If you have government actions such as bankruptcies or tax liens, these are listed separately under a public records section.

These negative accounts stay on your credit report for seven years, except for Chapter 7 bankruptcy which is reported for 10 years. If you spot an account that shouldn’t be included in these sections, contact your creditor and the credit bureaus immediately, as these significantly lower your credit score.

Inquiries

Your credit report will also include a list of credit inquiries, which are instances when someone has checked your report.

Credit inquiries might be separated by type: soft inquiries and hard inquiries. Soft inquiries — that is, inquiries that are not related to a formal credit application — do not impact your score. Some examples of these are when you check your credit report through free credit monitoring services or when a creditor checks your credit history to send you pre-approved credit card offers, for example.

Hard inquiries are credit checks carried out by a potential lender as part of an application for credit. This type of credit inquiry does impact your credit score, but only by a few points and for a short period of time.

When checking this section, make sure you recognize all of the inquiries listed. Also, note that inquiries older than two years should be removed from your report.

Disputing any errors you find

Per the provisions of the federal Fair Credit Reporting Act (FCRA), you have the right to an accurate and fair credit report. So, if you come across any incorrect or outdated items, you have the right to dispute the information with the credit bureaus.

You can file a dispute online here:

By law, the bureaus have 30 days to investigate your claims. Note that it might take some time and persistence to get errors or unfairly reported information removed from your credit report. If you have multiple errors in your credit, you might want to consider a credit repair service, which will dispute those mistakes for you.

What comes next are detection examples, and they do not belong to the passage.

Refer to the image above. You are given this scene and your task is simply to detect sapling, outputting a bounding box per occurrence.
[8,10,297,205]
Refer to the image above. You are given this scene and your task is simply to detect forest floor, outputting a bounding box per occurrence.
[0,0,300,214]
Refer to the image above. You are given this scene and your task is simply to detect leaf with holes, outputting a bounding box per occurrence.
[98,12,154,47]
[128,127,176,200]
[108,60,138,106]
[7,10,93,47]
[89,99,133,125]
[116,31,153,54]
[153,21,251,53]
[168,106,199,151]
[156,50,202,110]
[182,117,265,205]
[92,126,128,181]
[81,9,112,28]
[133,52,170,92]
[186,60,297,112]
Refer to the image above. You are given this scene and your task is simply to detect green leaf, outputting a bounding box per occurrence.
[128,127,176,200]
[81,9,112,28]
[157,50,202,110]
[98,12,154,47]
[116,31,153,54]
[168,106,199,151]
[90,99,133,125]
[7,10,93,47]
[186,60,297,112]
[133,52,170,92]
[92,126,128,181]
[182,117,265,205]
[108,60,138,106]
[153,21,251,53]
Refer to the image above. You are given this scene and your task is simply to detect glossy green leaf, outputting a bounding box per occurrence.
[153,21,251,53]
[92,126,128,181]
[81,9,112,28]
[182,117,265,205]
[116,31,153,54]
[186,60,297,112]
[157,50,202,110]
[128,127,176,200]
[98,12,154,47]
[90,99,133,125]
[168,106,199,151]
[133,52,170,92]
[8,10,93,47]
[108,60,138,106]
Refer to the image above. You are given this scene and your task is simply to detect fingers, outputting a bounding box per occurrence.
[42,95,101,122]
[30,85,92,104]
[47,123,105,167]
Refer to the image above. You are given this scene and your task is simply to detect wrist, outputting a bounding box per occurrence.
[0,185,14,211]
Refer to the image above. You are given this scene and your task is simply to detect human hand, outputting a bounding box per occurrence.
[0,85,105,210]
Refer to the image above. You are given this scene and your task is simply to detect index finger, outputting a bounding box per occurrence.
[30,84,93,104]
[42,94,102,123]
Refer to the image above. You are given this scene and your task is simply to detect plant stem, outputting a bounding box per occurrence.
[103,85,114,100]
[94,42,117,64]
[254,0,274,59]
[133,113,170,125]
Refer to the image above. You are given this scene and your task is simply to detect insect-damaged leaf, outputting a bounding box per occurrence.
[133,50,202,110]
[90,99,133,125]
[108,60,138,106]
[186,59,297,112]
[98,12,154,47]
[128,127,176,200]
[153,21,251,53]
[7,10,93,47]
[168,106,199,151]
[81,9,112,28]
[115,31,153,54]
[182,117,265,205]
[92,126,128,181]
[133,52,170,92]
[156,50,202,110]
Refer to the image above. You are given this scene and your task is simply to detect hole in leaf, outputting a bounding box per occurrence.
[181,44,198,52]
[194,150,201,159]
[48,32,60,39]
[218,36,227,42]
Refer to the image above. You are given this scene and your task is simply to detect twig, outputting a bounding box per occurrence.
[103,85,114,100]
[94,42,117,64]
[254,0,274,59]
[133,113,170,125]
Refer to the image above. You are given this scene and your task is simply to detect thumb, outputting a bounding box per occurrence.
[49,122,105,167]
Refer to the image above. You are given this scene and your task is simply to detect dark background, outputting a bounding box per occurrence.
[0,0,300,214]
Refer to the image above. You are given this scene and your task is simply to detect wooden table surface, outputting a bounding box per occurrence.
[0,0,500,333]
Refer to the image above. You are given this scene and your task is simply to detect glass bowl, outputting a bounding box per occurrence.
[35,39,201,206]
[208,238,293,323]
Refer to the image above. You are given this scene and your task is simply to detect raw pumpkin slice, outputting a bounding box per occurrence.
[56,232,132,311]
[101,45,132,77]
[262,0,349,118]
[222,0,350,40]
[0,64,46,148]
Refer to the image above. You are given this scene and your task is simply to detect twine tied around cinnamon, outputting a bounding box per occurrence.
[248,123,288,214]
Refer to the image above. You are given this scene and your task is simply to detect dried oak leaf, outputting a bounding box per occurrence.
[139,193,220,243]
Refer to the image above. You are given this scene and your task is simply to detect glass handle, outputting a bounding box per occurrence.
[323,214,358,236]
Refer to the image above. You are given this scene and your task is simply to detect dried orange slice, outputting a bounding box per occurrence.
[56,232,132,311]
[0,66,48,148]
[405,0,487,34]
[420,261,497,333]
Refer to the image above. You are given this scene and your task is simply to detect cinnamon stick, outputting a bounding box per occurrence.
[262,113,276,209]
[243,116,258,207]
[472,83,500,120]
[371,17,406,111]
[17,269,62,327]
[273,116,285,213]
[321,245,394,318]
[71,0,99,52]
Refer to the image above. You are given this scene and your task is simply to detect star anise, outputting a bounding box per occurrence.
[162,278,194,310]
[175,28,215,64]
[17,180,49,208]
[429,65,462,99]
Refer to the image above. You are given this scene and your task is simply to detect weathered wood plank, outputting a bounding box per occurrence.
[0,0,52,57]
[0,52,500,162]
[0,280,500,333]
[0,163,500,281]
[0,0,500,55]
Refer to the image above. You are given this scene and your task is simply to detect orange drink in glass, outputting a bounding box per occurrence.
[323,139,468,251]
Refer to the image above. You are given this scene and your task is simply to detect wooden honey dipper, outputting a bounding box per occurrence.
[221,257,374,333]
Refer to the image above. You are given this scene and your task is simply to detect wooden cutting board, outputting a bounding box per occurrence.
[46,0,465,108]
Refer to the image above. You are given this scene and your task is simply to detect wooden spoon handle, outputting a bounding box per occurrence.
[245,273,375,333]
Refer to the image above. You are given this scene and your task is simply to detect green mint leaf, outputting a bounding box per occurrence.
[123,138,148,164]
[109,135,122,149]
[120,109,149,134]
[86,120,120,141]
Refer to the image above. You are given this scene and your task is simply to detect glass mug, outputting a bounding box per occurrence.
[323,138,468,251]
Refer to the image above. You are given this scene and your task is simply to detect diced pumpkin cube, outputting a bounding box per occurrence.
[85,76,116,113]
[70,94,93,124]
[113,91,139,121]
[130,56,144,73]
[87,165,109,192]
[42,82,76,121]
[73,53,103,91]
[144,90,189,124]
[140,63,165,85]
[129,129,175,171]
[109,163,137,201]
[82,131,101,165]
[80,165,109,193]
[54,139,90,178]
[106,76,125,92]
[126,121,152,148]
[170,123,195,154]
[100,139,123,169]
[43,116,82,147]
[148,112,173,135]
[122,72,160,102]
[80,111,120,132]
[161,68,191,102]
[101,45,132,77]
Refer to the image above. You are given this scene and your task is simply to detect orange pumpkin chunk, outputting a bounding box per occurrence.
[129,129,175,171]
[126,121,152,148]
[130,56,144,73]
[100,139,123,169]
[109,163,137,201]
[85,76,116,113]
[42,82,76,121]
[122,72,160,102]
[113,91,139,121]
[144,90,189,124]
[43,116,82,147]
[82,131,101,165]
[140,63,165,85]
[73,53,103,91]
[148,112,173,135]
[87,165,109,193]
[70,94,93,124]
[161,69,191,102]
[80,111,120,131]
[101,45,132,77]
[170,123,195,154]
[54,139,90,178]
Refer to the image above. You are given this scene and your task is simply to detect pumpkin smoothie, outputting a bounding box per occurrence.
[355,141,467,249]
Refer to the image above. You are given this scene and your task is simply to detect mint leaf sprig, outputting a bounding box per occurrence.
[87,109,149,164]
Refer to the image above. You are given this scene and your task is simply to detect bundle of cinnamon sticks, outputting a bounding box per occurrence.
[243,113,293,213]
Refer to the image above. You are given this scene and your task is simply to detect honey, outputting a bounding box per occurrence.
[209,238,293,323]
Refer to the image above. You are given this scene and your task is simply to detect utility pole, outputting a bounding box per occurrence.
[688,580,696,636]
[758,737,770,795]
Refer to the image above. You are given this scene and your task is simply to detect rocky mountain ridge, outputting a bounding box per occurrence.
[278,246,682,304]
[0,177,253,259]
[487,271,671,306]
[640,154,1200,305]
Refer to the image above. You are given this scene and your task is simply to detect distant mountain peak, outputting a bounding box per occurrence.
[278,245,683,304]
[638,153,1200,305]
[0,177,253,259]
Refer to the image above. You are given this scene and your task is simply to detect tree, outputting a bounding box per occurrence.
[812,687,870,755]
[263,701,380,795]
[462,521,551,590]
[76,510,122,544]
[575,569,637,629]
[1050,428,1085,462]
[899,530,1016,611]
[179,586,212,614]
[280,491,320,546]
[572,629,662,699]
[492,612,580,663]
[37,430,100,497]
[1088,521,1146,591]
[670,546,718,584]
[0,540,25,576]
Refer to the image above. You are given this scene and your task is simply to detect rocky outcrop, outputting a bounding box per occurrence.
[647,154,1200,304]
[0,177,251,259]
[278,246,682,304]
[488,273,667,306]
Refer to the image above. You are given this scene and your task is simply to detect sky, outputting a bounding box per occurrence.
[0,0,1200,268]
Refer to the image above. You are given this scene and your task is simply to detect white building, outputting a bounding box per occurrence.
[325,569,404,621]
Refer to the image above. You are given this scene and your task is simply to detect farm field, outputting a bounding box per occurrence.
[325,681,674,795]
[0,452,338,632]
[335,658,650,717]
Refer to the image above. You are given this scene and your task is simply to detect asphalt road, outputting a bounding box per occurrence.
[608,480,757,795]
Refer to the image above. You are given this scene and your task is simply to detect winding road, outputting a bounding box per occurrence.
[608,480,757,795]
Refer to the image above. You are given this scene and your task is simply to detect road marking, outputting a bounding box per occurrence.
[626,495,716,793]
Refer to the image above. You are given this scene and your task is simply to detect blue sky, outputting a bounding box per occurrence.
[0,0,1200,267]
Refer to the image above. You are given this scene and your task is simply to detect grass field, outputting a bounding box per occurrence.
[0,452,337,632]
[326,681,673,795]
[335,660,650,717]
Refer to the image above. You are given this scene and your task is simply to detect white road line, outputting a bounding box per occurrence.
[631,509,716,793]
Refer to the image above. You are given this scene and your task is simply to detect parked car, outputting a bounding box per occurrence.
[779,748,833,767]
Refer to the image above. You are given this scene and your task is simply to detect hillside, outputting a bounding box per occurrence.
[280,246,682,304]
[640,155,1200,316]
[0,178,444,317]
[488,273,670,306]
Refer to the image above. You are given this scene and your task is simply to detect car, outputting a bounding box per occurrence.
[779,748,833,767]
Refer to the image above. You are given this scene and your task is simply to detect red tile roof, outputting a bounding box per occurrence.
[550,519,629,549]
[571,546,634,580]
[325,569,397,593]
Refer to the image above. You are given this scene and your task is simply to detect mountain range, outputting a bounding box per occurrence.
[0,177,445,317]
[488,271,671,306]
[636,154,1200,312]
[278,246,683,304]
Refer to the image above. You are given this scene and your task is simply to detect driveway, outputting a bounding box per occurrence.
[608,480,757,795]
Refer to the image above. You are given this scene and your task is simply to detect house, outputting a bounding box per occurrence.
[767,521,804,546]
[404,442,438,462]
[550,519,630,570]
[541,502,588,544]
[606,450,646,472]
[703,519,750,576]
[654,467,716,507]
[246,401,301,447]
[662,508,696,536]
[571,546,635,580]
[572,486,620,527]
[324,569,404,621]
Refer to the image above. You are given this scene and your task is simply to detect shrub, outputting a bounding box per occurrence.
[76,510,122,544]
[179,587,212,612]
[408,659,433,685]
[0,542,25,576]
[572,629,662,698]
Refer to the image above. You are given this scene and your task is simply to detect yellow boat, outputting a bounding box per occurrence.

How to read your credit report FAQs

Why is it important to check your credit report?

When you apply for credit cards and loans, creditors use your credit report to decide whether you qualify or not. Your report is also used to determine your interest rates, credit limits and loan amounts. A single error on your report, like a payment incorrectly labeled as late, could lower your credit score by around 100 points and affect the credit offers you can get approved for. Also, the information on your credit report could even impact your chances of getting an apartment or the cost of your insurance premiums.

When do credit reports update?

Your credit reports are updated at least once per month when your lenders and creditors send over your credit usage and payment information to the credit reporting agencies (Equifax, Experian and TransUnion).

What information is not found on your credit report?

Your credit report will not include information regarding your salary or marital status. It also won’t mention any other financial accounts that aren’t credit-related, such as checking, retirement or brokerage accounts.

How often should you check your credit report?

The Consumer Financial Protection Bureau (CFPB) recommends checking your credit report at least once per year. However, if you’ve been a victim of identity theft, you might benefit from reviewing your report more often, say, once every three months. This could help you spot fraudulent accounts early and help deter any damage to your credit score and finances.

What should you look for on your credit reports?

When reviewing your credit report, make sure your payments are reported accurately since your payment history is the most important credit scoring factor. Double-check your credit limits, outstanding balances and the opening and closing dates for each account, as these can impact your credit utilization ratio and credit age. You should also be on the lookout for accounts you don’t recognize since these are a potential sign of identity theft.